Re: [PATCH 00/12] perf: more fixes

From: Peter Zijlstra
Date: Wed Mar 16 2016 - 18:59:59 EST


On Tue, Mar 15, 2016 at 04:38:30PM +0100, Peter Zijlstra wrote:

> Running perf_fuzzer on that AMD box is still producing lots of fail, I
> seen long strings of dazed and confused msgs, indicating we have a
> 'spurious' NMI problem somewhere.
>
> And occasionally it locks up..
>
> So we're not there yet.

So the below appears to alleviate some of this; but the hangs are
quicker now, so maybe I just made it worse.

---
Subject: perf, ibs: Fix race with IBS_STARTING state
From: Peter Zijlstra <peterz@xxxxxxxxxxxxx>
Date: Wed Mar 16 23:55:21 CET 2016

While tracing the IBS bits I saw the NMI hitting between clearing
IBS_STARTING and the actual MSR writes to disable the counter.

Since IBS_STARTING was cleared, the handler assumed these were spurious
NMIs and because STOPPING wasn't set yet either, insta-triggered an
"Unknown NMI".

Cure this by clearing IBS_STARTING after disabling the hardware.

Signed-off-by: Peter Zijlstra (Intel) <peterz@xxxxxxxxxxxxx>
---
arch/x86/events/amd/ibs.c | 32 +++++++++++++++++++++++++++++---
1 file changed, 29 insertions(+), 3 deletions(-)

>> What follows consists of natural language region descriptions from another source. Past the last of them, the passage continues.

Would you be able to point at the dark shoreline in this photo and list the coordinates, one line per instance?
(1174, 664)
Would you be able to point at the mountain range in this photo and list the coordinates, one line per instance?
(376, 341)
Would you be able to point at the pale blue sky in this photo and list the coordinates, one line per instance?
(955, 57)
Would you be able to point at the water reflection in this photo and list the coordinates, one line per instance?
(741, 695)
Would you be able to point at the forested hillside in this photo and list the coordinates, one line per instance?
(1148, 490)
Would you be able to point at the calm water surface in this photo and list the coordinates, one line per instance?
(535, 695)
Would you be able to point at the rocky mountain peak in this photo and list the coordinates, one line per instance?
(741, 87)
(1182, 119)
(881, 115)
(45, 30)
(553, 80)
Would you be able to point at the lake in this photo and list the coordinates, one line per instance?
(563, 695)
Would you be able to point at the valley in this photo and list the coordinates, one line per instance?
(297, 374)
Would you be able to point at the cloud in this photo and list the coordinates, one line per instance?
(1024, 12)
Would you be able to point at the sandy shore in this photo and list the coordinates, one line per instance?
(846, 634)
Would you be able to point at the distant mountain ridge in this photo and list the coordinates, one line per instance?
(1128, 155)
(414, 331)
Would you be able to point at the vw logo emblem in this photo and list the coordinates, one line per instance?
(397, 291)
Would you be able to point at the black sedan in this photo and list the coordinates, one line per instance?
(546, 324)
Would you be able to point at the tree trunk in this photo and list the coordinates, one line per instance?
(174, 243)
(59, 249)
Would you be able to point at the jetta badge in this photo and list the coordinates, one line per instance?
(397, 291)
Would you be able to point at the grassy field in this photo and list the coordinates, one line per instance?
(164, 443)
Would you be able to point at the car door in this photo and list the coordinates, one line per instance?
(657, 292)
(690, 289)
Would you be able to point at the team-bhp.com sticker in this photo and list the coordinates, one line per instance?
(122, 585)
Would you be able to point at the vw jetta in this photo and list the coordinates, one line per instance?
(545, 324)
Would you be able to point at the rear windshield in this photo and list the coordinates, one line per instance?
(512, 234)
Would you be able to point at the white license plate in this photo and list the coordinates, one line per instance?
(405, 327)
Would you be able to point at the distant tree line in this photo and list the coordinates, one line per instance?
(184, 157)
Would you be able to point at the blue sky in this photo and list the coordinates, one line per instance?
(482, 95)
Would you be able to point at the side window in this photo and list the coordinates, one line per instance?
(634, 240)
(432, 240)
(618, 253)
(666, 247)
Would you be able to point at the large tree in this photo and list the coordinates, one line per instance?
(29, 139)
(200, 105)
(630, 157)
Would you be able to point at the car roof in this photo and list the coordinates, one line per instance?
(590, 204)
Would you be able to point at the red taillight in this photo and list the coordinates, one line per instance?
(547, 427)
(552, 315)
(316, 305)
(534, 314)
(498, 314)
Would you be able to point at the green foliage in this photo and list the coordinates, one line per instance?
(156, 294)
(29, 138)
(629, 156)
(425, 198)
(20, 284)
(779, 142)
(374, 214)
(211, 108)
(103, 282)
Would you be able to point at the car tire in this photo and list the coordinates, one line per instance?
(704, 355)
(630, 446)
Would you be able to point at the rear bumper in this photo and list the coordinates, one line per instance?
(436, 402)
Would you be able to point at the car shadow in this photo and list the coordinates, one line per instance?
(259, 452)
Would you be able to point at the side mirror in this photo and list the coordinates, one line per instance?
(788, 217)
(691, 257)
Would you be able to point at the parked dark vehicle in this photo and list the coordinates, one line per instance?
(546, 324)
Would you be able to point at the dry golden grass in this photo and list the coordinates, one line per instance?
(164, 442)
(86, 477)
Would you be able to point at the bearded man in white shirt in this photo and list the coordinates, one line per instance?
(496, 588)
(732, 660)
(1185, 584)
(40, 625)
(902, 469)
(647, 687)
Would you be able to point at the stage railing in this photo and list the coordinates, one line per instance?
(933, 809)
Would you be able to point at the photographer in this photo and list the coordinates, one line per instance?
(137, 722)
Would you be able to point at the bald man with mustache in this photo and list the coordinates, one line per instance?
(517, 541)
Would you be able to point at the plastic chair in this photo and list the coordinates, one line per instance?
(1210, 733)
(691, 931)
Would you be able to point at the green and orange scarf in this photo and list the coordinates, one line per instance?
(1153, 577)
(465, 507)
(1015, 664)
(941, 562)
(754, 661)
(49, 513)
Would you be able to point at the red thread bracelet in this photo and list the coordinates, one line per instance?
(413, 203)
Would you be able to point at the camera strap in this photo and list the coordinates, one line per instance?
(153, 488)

--- a/arch/x86/events/amd/ibs.c
+++ b/arch/x86/events/amd/ibs.c
@@ -376,7 +376,13 @@ static void perf_ibs_start(struct perf_e
hwc->state = 0;

perf_ibs_set_period(perf_ibs, hwc, &period);
+ /*
+ * Set STARTED before enabling the hardware, such that
+ * a subsequent NMI must observe it. Then clear STOPPING
+ * such that we don't consume NMIs by accident.
+ */
set_bit(IBS_STARTED, pcpu->state);
+ clear_bit(IBS_STOPPING, pcpu->state);
perf_ibs_enable_event(perf_ibs, hwc, period >> 4);

perf_event_update_userpage(event);
@@ -390,7 +396,7 @@ static void perf_ibs_stop(struct perf_ev
u64 config;
int stopping;

- stopping = test_and_clear_bit(IBS_STARTED, pcpu->state);
+ stopping = test_bit(IBS_STARTED, pcpu->state);

if (!stopping && (hwc->state & PERF_HES_UPTODATE))
return;
@@ -398,8 +404,24 @@ static void perf_ibs_stop(struct perf_ev
rdmsrl(hwc->config_base, config);

if (stopping) {
+ /*
+ * Set STOPPING before disabling the hardware, such that it
+ * must be visible to NMIs the moment we clear the EN bit,
+ * at which point we can generate an !VALID sample which
+ * we need to consume.
+ */
set_bit(IBS_STOPPING, pcpu->state);
perf_ibs_disable_event(perf_ibs, hwc, config);
+ /*
+ * Clear STARTED after disabling the hardware; if it were
+ * cleared before an NMI hitting after the clear but before
+ * clearing the EN bit might think it a spurious NMI and not
+ * handle it.
+ *
+ * Clearing it after, however, creates the problem of the NMI
+ * handler seeing STARTED but not having a valid sample.
+ */
+ clear_bit(IBS_STARTED, pcpu->state);
WARN_ON_ONCE(hwc->state & PERF_HES_STOPPED);
hwc->state |= PERF_HES_STOPPED;
}
@@ -527,20 +549,24 @@ static int perf_ibs_handle_irq(struct pe
u64 *buf, *config, period;

if (!test_bit(IBS_STARTED, pcpu->state)) {
+fail:
/*
* Catch spurious interrupts after stopping IBS: After
* disabling IBS there could be still incoming NMIs
* with samples that even have the valid bit cleared.
* Mark all this NMIs as handled.
*/
- return test_and_clear_bit(IBS_STOPPING, pcpu->state) ? 1 : 0;
+ if (test_and_clear_bit(IBS_STOPPING, pcpu->state))
+ return 1;
+
+ return 0;
}

msr = hwc->config_base;
buf = ibs_data.regs;
rdmsrl(msr, *buf);
if (!(*buf++ & perf_ibs->valid_mask))
- return 0;
+ goto fail;

config = &ibs_data.regs[0];
perf_ibs_event_update(perf_ibs, event, config);